Il faut dire que les coups sont rudes : augmentation brutale des tarifs douaniers, embargo sur les produits chinois, menaces contre ses propres alliés, reculs tactiques qui ne parviennent pas à effacer l’impression croissante que l’anarchie règne à Washington. Wall Street n’aime pas l’anarchie. Le reste du monde non plus. Résultat : une perte de confiance généralisée.

Pour les Européens, la question devient de plus en plus pressante : que faire ?

Ils peuvent venir à la rescousse du dollar, dans un effort désespéré pour sauver l’ordre international de 1945, en ruines. La demande vient directement de la Maison Blanche, qui a inventé cette idée fumeuse de bons du Trésor à 100 ans et sans intérêt. Le deal est clair : vous financez notre dette en achetant ces bons du Trésor, en échange de quoi vous échapperez aux tarifs douaniers. Étonnant cette nouvelle manie des Américains de mettre le pistolet sur la tempe de leurs alliés. Étonnant et révoltant.
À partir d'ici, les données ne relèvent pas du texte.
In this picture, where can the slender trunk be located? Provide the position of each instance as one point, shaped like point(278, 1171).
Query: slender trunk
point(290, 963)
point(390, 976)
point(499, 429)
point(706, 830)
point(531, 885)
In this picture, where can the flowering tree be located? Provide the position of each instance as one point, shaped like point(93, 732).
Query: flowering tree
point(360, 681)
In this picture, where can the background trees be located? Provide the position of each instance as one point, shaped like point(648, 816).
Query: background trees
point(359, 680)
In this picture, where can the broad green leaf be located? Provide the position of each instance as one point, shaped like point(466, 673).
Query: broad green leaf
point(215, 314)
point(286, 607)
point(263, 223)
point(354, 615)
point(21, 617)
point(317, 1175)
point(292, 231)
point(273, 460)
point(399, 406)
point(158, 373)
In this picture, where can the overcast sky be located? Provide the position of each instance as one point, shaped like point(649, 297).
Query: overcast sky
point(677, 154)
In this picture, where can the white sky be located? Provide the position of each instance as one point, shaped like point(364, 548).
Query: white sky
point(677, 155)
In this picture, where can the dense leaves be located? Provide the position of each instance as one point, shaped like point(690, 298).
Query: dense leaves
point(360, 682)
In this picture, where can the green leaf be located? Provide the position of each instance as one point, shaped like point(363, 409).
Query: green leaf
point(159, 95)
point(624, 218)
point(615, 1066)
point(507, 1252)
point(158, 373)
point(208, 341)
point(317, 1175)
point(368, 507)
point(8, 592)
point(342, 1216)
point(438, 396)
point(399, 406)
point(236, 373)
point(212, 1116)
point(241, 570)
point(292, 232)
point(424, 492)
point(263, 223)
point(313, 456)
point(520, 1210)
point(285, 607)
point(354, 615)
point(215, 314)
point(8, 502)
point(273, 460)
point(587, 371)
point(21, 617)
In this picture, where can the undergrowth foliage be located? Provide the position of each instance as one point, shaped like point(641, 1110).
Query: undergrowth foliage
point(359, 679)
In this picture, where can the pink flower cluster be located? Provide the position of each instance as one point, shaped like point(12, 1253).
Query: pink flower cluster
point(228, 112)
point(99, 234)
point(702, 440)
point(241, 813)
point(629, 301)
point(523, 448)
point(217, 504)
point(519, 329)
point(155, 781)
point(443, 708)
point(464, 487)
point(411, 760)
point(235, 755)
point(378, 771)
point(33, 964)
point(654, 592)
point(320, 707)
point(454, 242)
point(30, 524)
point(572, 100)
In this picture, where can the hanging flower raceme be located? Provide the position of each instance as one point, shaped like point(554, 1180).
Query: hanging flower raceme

Autre possibilité : devenir adultes.

Car en réalité, l’affaiblissement du dollar est structurel. La confiance a été sapée, les investisseurs cherchent de nouveaux refuges, chacun voit la dérive des trois grands continents économiques et financiers – Etats-Unis, Chine, Europe – prendre de vitesse les prévisions les plus radicales. Derrière le monde unipolaire du dollar pointe déjà le monde tripolaire. Pour la première fois depuis 1945, les Européens ont entre les mains une opportunité unique de faire de l’euro une monnaie de référence mondiale – une opportunité unique de devenir adultes.

Quel intérêt ?

Un intérêt politique : plus les échanges seront libellés en euro, plus les États européens disposeront de leviers de négociation avec leurs partenaires commerciaux, Etats-Unis compris. Nous pourrons enfin importer du gaz et du pétrole, dont nous avons encore besoin pour des décennies, sans risque de change. Nous étions une grande puissance commerciale mais une petite puissance financière, nous pouvons être une grande puissance commerciale et une grande puissance financière. Autrement dit : une grande puissance politique, capable de faire respecter ses intérêts économiques trop souvent bafoués, en Chine notamment.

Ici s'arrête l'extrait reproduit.